Расплакавшись, она, всхлипывая, спешно покинула веранду. Миссис Хиггинс заметила, что она, эта маленькая бедняжка, верна самой себе. А миссис Рубинстайн закурила новую сигарету и ответила, что во все времена все на свете Пибоди, сохраняя верность самим себе, убегают в свои комнаты. Они необычайно сострадательны, и их самих постоянно надо утешать. Развернув газету, она принялась читать о том, что происходит в мире, читать презрительно, со знанием дела. Это ее четвертая сигарета до ланча. Ребекке Рубинстайн был восемьдесят один год. Ее волосы напоминали белую тиару, а щеки под опущенными веками, отягощенные ровными складками, все еще походили по своему насыщенному цвету на какой-то перезрелый фрукт.
«С таким же успехом можно быть мертвым!» – думала Элизабет Моррис, притворяясь спящей под своими очками. Томпсон пустил в ход свой главный козырь. Игра не была честной, но ведь старому черту необходимо чем-то позабавиться. «Я не верю, – серьезно подумала она, – не верю, что и у меня остается так уж много существенных представлений о страхе, о том, как пугать людей. Разве что Небраска и доверие, кое-какая музыка, но никак не смерть. Во всяком случае, не о том, как можно произвести впечатление, и не о смерти».

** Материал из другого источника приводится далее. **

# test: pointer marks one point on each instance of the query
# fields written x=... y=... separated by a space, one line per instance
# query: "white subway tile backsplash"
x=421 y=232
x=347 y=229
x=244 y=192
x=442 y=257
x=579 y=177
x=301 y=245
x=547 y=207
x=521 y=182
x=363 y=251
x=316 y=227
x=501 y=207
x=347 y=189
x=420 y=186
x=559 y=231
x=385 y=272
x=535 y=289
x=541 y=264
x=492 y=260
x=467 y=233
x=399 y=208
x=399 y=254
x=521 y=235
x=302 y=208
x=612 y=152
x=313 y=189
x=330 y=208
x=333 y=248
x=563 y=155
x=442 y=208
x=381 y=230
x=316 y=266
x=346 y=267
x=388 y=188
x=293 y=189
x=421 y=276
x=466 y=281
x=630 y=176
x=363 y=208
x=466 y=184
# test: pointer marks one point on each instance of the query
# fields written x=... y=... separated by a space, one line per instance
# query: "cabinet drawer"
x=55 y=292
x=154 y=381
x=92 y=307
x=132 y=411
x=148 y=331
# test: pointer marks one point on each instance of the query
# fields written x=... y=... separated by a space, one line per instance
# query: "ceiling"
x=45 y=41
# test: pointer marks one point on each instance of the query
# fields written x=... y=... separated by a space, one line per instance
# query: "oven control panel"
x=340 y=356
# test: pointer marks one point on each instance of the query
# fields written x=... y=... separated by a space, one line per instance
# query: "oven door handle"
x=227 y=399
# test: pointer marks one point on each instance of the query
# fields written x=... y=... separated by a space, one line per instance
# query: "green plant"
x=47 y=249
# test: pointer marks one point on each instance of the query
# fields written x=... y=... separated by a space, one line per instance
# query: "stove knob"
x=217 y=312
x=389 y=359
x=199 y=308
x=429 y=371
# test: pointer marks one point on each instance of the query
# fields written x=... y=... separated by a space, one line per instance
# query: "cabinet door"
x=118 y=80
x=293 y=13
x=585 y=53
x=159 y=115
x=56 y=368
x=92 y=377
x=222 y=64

Она забыла упомянуть страх перед комнатой, которую забыли запереть, но это мелкое упущение. Такие приметы и свойства старости надо скрывать, все эти неэстетические мелочи, которые забываешь, всю эту конструкцию, которая поддерживает твою беспомощность, такую неприметную и такую явную. Сама миссис Моррис старательно скрывала все это, она пыталась восстановить понятие о ценности вещей и передумала все возможности того, каким бы образом каждый день предоставлять Линде пустую безликую комнату. Когда миссис Моррис, уже одетая, покидала свою комнату, она чувствовала себя усталой, но никогда не осмеливалась заснуть на веранде. Можно захрапеть, у тебя может открыться рот… со вставными зубами.
Пылесос Линды гудел, разъезжая взад-вперед в вестибюле, иногда он ударялся о стены и снова продолжал гудеть. Миссис Моррис спокойно засыпала, голова ее клонилась в сторону, и она беззвучно спала…
На другом конце веранды обе фрёкен Пихалга, одновременно поднявшись, забрав свои книги, медленно побрели вниз к морю. Если сестры Пихалга погружались в чтение, они абсолютно отрешались от всего происходившего вокруг. А читали они почти всегда.
Когда Эвелин Пибоди, делая один шажок за другим, медленно поднималась вверх по лестнице, она несла с собой свое великое сострадание, которое лишь набухало и становилось все тяжелее и все неудобнее с каждым разом, когда она не осмеливалась защитить то, что любила.
Слово зá слово и шаг за шагом перебирала она ту недостойную, да и вовсе ненужную недавнюю беседу на веранде. О, эти люди, что сорят словами, словно кидают камни и выбрасывают мусор!.. Бедный старый мистер Томпсон, который вне всего этого! Что, если бы он в самом деле умер! А она… убежала и снова солгала, ведь никакая постирушка в комнате ее не ждала… Как так получается, что тому, кто любит правду, приходится столь часто лгать, а тому, кто ищет справедливость, так трудно за нее сражаться?! Что, если бы он в самом деле умер! Ужасно! Но он имел право задавать вопросы. Мужчина восьмидесяти лет справлялся с жизнью гораздо дольше, чем следовало бы.